Latest revision as of 08:09, 6 June 2020


The branch of probability theory in which one studies mathematical models of various kinds of real queues (cf. Queue). These models are presented as random processes of a special form, sometimes called service processes. The definitions of these processes are most often descriptive, since their formal construction is very complicated and not always effective.

Queueing theory mainly uses the apparatus of probability theory. The fundamental problems of queueing theory usually are these: Based on "local" properties of the random processes under discussion, study their stationary characteristics (if they exist) or the behaviour of these characteristics over a long period of time. One of the main aims of research in this area is the choice of a preferable organization for a queueing system.

For example, for a typical object of queueing theory such as an automatic telephone exchange (see Queue with refusals) one of the basic characteristics is the proportion of calls lost, that is, the limit $ p $, as $ t \rightarrow \infty $( if it exists), of the ratios $ r ( t) / e ( t) $ of the number $ r ( t) $ of calls lost up to time $ t $ to the number $ e ( t) $ of calls which arrived up to the same time. Here the distribution of the time intervals $ \tau _ {1} ^ {e} , \tau _ {2} ^ {e} \dots $ between the arrivals of calls and the distribution of the service times $ \tau _ {1} ^ {s} , \tau _ {2} ^ {s} \dots $ of these calls are assumed to be known.
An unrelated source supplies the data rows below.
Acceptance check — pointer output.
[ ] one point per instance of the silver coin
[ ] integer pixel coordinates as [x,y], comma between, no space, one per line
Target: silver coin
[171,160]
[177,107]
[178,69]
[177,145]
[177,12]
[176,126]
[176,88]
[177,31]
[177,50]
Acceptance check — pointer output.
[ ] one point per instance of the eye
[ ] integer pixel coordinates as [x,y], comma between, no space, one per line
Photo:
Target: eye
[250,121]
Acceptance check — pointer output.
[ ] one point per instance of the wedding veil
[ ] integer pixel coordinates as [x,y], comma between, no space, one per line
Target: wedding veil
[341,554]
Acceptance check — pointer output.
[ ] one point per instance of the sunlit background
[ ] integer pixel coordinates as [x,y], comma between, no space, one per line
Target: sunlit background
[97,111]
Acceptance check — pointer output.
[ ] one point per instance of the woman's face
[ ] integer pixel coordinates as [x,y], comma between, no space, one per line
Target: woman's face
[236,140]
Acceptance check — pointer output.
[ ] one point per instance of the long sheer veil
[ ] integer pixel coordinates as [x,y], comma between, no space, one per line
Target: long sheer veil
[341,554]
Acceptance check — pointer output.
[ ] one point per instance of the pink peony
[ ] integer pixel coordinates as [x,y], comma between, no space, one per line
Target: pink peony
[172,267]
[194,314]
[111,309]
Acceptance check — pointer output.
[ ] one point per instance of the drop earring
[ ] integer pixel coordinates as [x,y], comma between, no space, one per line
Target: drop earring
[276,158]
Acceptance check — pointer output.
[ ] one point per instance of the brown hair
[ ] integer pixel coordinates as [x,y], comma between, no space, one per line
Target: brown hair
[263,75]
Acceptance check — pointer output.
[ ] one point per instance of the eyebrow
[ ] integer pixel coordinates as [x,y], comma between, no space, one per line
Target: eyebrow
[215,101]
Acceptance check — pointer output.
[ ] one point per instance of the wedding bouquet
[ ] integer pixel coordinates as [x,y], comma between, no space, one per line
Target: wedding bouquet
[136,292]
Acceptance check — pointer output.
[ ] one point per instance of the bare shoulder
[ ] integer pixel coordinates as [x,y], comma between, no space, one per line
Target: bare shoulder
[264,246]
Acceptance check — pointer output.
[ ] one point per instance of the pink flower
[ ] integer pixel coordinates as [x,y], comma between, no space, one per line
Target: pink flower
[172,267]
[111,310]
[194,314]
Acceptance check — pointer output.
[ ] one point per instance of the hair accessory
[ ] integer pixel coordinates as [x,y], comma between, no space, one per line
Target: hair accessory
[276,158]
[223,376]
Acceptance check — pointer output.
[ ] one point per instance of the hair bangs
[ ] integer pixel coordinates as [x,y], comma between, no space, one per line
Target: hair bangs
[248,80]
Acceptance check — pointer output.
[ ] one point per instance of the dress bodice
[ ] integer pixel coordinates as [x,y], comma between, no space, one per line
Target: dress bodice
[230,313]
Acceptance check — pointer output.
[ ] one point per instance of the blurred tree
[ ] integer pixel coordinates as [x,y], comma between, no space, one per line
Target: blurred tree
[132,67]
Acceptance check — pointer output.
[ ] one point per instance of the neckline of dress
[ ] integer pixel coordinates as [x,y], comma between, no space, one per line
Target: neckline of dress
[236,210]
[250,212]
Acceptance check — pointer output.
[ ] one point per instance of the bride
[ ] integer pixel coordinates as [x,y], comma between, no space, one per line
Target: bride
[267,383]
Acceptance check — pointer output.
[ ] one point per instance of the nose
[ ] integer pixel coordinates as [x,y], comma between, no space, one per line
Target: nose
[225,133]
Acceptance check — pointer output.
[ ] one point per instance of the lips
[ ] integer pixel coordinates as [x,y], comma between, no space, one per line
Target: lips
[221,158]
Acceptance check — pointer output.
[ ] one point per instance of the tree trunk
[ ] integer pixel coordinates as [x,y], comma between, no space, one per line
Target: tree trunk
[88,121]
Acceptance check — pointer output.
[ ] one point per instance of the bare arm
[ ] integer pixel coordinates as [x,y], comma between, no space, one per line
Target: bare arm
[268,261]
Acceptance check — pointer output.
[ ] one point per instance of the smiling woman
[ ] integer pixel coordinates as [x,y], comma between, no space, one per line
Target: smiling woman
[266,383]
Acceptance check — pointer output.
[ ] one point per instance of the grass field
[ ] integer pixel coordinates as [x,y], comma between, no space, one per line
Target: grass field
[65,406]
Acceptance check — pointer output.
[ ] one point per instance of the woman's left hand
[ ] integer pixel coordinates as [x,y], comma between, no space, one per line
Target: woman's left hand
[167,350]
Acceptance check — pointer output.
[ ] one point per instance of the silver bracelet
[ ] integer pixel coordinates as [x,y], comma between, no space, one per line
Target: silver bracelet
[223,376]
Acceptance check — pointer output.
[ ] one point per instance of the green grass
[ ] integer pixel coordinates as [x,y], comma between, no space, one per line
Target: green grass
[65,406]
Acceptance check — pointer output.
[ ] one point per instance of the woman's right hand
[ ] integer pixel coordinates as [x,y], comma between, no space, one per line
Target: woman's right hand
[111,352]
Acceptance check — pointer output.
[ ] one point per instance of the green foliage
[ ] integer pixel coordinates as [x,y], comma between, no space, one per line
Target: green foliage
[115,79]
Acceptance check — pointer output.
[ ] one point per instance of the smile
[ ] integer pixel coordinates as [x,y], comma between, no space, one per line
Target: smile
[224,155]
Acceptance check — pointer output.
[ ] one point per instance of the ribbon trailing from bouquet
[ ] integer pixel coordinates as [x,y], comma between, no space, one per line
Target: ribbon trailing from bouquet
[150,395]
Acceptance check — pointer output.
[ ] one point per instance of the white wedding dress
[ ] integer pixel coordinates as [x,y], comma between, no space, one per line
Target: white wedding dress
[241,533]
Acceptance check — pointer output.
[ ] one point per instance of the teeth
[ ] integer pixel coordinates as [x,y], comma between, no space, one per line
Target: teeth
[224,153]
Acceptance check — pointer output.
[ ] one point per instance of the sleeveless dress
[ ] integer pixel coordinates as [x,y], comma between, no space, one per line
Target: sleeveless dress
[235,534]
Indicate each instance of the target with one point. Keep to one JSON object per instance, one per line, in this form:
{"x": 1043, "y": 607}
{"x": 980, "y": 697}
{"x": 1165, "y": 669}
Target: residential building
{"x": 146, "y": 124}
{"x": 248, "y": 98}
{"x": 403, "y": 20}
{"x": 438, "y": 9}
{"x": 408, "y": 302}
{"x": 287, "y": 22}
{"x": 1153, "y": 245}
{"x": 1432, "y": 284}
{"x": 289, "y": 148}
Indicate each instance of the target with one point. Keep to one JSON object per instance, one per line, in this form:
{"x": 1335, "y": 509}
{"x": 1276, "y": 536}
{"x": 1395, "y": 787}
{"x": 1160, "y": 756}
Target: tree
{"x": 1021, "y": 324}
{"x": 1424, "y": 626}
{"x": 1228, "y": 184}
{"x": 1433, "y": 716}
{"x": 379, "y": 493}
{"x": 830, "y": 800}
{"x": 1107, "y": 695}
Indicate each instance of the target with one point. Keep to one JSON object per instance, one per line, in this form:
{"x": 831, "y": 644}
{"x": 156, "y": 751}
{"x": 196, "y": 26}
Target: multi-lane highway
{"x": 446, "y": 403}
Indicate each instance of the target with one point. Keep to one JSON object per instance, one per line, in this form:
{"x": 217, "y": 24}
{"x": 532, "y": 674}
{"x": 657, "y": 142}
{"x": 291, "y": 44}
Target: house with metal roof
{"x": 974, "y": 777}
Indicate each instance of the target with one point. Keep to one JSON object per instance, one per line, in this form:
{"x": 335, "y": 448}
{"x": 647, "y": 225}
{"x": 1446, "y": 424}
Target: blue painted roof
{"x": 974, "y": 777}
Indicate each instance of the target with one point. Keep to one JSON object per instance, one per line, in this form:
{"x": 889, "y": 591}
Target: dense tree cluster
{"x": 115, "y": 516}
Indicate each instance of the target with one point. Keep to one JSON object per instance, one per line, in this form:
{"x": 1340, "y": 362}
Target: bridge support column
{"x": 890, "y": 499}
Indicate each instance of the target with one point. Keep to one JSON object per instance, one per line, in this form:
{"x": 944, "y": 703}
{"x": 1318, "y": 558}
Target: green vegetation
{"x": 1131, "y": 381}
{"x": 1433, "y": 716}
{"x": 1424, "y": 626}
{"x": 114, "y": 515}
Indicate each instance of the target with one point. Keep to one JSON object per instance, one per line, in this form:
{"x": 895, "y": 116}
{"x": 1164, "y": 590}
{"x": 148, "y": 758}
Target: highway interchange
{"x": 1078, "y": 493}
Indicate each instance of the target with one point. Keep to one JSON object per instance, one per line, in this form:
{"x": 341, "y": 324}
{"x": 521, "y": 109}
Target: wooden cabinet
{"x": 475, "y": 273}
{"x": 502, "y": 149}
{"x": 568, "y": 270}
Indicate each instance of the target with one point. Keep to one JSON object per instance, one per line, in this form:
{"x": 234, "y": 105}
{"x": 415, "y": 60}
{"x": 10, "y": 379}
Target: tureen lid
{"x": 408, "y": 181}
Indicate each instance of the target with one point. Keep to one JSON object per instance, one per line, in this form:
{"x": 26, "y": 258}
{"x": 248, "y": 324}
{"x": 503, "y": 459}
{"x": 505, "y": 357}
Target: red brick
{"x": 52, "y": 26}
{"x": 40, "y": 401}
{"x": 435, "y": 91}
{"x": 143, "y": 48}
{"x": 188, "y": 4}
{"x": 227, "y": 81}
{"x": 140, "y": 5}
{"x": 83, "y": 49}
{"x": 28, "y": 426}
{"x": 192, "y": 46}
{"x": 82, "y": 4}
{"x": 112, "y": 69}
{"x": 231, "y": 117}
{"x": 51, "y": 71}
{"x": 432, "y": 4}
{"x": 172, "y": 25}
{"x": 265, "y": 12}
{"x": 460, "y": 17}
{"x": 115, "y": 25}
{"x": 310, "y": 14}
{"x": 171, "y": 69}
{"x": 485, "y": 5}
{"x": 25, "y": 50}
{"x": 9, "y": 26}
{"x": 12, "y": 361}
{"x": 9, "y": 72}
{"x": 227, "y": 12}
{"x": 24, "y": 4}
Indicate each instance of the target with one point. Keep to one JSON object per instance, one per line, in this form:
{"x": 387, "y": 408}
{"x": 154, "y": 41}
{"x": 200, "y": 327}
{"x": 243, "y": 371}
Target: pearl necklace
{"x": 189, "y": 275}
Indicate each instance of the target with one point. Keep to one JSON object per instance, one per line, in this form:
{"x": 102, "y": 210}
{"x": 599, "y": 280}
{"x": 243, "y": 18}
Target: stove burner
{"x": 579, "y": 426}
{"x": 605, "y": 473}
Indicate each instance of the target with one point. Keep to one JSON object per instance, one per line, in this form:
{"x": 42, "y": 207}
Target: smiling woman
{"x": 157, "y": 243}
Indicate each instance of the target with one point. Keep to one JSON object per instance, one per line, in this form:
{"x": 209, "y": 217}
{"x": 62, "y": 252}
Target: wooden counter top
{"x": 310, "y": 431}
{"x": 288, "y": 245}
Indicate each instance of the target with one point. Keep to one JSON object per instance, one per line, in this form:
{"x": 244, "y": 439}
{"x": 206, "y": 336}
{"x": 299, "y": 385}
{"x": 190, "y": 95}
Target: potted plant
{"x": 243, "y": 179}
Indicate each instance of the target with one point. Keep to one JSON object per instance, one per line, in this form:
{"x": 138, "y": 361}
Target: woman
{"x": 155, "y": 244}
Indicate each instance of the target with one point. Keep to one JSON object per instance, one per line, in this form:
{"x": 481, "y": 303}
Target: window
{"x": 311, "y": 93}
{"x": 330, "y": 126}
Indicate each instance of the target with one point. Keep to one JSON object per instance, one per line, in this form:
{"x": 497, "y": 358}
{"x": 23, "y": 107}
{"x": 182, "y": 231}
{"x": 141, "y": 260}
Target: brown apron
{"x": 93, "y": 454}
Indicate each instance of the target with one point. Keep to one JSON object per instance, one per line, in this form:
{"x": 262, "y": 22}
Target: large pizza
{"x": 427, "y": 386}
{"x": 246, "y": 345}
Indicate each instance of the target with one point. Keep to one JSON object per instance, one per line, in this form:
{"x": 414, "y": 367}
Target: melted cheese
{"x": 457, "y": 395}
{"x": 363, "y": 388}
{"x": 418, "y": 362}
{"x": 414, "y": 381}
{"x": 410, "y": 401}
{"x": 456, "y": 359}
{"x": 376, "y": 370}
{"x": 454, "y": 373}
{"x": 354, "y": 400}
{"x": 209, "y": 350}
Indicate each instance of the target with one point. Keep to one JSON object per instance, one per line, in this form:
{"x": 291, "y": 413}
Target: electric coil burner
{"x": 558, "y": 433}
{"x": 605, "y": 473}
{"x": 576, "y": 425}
The assignment of the distribution of a random (control) sequence $ \{ {\tau _ {j} ^ {e} , \tau _ {j} ^ {s} } : {j = 1, 2 ,\dots } \} $ together with the description of an algorithm of how the queue evolves form the initial data, characterizing the "local" properties of the service process.

Similarly, for multi-server queues (cf. Queue, multi-channel with waiting) one studies the limit as $ n \rightarrow \infty $ of the distributions of the probabilities $ {\mathsf P} \{ w _ {n} < x \} $ and $ {\mathsf P} \{ q _ {n} < x \} $ for the time $ w _ {n} $ which the $ n $- th call arriving in the system has to wait before the beginning of its service and the queue length $ q _ {n} $ at the time of its arrival. The limit distribution $ \lim\limits _ {t \rightarrow \infty } {\mathsf P} \{ q ( t) < x \} $ for the queue length at time $ t $, etc., are also discussed. Here, again, the initial data are the assignment of the control sequences (the distribution of the intervals of service times) and the algorithm defining the operation of the queue.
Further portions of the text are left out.